Which leads me to Myth Two: history is pointless. As any good Brown student knows, Western academia has until recently been dominated by a homogenous racist imperialist hegemonic blah blah blah. Joking aside, it has been the project of many historians in the modern period to undermine and correct this imbalance. They speak up for those who were considered to have no history, or whose history was manufactured for them to fit a pernicious agenda, and help them refute the myths that were tools of their oppression in the past and continue to be detrimental to their everyday lives.

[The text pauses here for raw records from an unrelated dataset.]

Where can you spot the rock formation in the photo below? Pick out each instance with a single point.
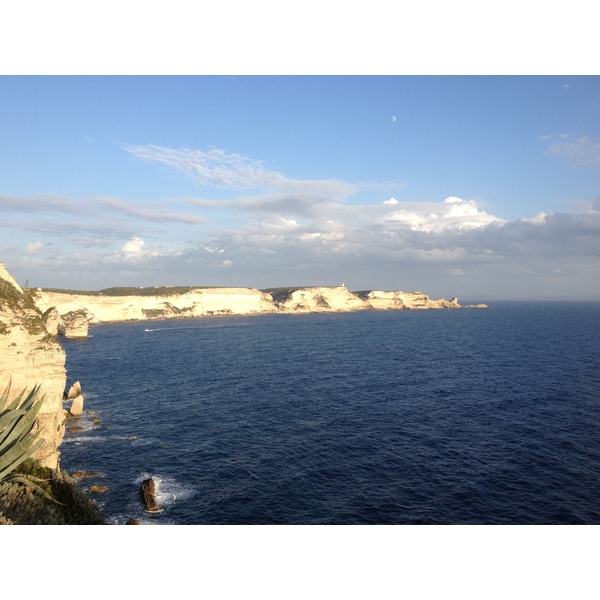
(51, 320)
(79, 309)
(29, 355)
(148, 495)
(74, 323)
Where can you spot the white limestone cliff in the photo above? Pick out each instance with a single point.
(202, 302)
(30, 356)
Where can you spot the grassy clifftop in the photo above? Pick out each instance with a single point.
(19, 505)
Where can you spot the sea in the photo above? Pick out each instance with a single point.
(471, 416)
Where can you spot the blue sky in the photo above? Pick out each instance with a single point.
(482, 187)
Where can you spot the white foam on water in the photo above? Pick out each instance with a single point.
(168, 490)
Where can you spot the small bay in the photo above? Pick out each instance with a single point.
(375, 417)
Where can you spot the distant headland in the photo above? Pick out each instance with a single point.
(69, 312)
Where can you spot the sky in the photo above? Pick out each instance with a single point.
(486, 187)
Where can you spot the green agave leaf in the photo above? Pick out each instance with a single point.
(29, 482)
(9, 417)
(7, 424)
(18, 453)
(23, 427)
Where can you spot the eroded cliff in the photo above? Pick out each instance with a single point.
(99, 307)
(29, 356)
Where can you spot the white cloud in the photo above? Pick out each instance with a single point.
(452, 213)
(133, 248)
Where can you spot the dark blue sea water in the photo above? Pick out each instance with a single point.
(379, 417)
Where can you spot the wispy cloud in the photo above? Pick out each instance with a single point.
(580, 151)
(219, 168)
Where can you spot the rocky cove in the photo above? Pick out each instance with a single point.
(70, 312)
(32, 320)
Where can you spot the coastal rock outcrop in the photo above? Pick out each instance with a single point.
(74, 324)
(405, 300)
(133, 304)
(29, 355)
(320, 299)
(51, 320)
(148, 495)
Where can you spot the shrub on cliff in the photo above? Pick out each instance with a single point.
(17, 442)
(68, 504)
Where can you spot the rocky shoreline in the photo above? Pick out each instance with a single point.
(70, 312)
(31, 321)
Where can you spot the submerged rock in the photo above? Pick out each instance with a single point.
(76, 409)
(98, 489)
(148, 494)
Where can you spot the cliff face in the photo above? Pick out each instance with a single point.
(30, 356)
(201, 302)
(196, 303)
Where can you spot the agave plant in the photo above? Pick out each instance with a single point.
(17, 443)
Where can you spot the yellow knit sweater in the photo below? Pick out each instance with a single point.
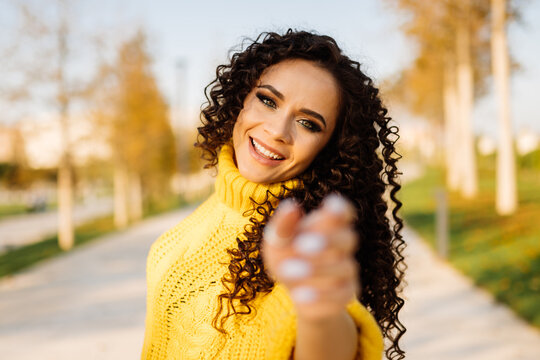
(184, 270)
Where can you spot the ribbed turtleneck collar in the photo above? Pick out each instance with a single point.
(235, 190)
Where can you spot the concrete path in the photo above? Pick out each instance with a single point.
(87, 304)
(25, 229)
(90, 304)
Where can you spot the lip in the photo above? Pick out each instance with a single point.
(261, 159)
(268, 147)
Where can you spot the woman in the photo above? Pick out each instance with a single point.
(290, 121)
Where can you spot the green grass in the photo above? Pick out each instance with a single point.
(500, 253)
(11, 209)
(22, 257)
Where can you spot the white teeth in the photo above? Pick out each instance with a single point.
(264, 151)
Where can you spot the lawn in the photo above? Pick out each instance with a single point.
(500, 253)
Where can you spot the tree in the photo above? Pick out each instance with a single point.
(131, 108)
(448, 73)
(40, 57)
(506, 193)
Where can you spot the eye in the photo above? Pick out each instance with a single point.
(266, 100)
(310, 125)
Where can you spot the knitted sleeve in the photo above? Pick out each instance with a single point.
(370, 340)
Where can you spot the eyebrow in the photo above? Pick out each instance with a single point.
(302, 110)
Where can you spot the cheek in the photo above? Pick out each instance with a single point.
(308, 150)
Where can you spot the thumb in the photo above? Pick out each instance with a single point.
(281, 228)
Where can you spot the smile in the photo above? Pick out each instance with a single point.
(261, 150)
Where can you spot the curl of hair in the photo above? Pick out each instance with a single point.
(358, 162)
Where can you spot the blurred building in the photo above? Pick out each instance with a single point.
(43, 141)
(527, 141)
(11, 145)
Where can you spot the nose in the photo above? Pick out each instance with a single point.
(280, 128)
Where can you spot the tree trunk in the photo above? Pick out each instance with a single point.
(65, 205)
(506, 189)
(451, 118)
(135, 197)
(465, 88)
(65, 177)
(120, 196)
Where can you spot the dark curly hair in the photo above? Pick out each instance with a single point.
(359, 162)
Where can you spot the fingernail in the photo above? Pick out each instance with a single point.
(309, 243)
(335, 204)
(294, 269)
(303, 294)
(286, 205)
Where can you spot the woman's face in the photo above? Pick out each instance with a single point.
(286, 119)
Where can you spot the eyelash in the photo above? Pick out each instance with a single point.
(309, 125)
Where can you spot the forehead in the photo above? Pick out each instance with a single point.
(304, 82)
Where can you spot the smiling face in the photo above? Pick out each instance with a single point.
(286, 120)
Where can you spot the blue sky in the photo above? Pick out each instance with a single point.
(200, 33)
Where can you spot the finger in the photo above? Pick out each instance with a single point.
(337, 295)
(281, 228)
(313, 243)
(296, 270)
(335, 210)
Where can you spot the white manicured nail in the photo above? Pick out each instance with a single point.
(309, 243)
(294, 268)
(303, 294)
(335, 204)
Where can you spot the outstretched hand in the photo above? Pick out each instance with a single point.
(313, 255)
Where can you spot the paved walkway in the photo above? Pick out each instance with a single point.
(90, 304)
(25, 229)
(448, 318)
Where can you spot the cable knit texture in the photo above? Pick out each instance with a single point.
(184, 270)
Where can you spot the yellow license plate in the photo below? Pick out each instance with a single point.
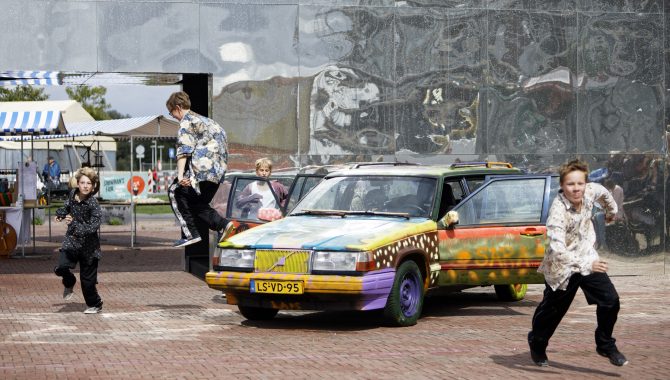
(277, 287)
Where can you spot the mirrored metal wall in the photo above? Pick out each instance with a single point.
(432, 81)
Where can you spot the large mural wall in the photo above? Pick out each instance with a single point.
(431, 81)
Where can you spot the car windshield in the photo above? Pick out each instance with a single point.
(376, 195)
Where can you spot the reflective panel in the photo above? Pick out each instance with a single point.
(48, 36)
(545, 5)
(153, 37)
(620, 100)
(347, 55)
(250, 49)
(648, 6)
(440, 63)
(529, 44)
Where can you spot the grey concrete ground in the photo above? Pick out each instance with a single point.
(159, 322)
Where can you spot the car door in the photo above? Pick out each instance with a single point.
(501, 234)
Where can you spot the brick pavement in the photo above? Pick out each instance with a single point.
(159, 322)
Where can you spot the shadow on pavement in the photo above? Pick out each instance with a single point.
(325, 321)
(521, 361)
(471, 304)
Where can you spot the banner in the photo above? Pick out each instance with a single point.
(118, 186)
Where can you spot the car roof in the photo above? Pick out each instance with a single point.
(447, 170)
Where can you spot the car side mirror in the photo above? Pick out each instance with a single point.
(269, 214)
(450, 220)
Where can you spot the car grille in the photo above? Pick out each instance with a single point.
(282, 261)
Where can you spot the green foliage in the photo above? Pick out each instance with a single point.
(114, 221)
(92, 99)
(22, 93)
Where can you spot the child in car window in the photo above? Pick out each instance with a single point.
(257, 195)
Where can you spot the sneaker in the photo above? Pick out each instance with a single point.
(614, 356)
(185, 242)
(227, 231)
(538, 355)
(93, 309)
(68, 293)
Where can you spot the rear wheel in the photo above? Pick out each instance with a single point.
(511, 292)
(257, 313)
(403, 307)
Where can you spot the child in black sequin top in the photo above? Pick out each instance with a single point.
(81, 244)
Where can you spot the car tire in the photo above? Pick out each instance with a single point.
(405, 301)
(253, 313)
(511, 292)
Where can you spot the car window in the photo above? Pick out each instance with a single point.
(474, 183)
(303, 184)
(391, 194)
(251, 196)
(504, 201)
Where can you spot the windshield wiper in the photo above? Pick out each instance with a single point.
(319, 212)
(380, 213)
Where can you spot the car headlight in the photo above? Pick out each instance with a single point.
(333, 261)
(241, 259)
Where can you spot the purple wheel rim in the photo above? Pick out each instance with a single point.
(409, 295)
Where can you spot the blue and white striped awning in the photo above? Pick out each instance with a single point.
(156, 126)
(31, 122)
(29, 78)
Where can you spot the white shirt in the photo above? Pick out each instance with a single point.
(268, 200)
(571, 236)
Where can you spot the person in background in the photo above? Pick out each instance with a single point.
(571, 262)
(82, 214)
(617, 193)
(51, 172)
(202, 156)
(257, 194)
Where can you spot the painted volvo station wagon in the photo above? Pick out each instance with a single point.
(380, 238)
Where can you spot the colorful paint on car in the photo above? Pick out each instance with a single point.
(336, 252)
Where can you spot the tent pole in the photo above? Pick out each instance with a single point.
(20, 197)
(132, 201)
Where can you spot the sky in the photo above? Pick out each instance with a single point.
(134, 100)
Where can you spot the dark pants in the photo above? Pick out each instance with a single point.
(88, 274)
(187, 204)
(598, 290)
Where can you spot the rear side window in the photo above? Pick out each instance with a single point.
(504, 201)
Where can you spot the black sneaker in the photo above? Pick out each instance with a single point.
(538, 355)
(185, 242)
(614, 356)
(68, 293)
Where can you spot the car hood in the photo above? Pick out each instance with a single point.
(330, 233)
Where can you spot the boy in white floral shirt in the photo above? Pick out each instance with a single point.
(202, 158)
(571, 262)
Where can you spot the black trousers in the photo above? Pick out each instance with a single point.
(88, 274)
(598, 289)
(187, 204)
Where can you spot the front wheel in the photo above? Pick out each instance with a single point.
(403, 307)
(511, 292)
(253, 313)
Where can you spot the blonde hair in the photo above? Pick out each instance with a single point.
(571, 166)
(264, 161)
(88, 172)
(179, 98)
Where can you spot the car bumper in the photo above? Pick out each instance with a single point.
(321, 292)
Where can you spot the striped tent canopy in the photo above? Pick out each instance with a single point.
(30, 78)
(31, 123)
(156, 126)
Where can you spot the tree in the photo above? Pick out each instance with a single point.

Besides, it only takes a cursory look around you to see how relevant history really is.  There are parts of this country that are still fighting the Civil War. As I found out when I spent last semester in England, there are parts of that country that are still fighting over the 500-year-old legacy of the English Reformation. I'm not one of those who thinks that you can divine the future from looking at the past, but pursuing the discipline allows you to see patterns that you otherwise might have missed.

Myth Three: History is a ton of work with no payoff. I won't deny the first part of that statement. Taking a history class (a good one, that is — as in any discipline, there are some classes that are more rewarding than others) is the equivalent of removing your brain from your cranium, stretching it out like taffy and then trying to shove it back in the same small space and use it again. In other words, it's tiring.

But there's also so much to love. After I described the various obscure honors thesis topics of the other concentrators in my section to a non-concentrator friend, she very sweetly observed, "You're all just weirdos in your own way." Like the lovable misfits on "Glee," history concentrators are passionate about what we study for its own sake, because God knows those long days spent in the Rock are not going to make us much money or give us much social cred.

Perhaps most importantly, history gives us a sense of where we are. Brown, where 86 percent of students graduate within four years, necessarily has a short institutional memory. (Why, just the other day, I heard someone on the street refer to Store24 as "Tedeschi!" Tedeschi, I say!) Without the study of history, we'd all just be floating around with no idea of why things are the way they are, victims of fatuous connections, false assumptions and superficial conclusions that can be easily manipulated by the mendacious or power-hungry.  

So put aside the sexiness of "Television Studies" or "Color Me Cool" and pre-register for a history class for Spring 2011. I promise, you won't regret it.

Former Herald Opinions Editor Sarah Rosenthal's '11 column space has been bought and paid for by Big History.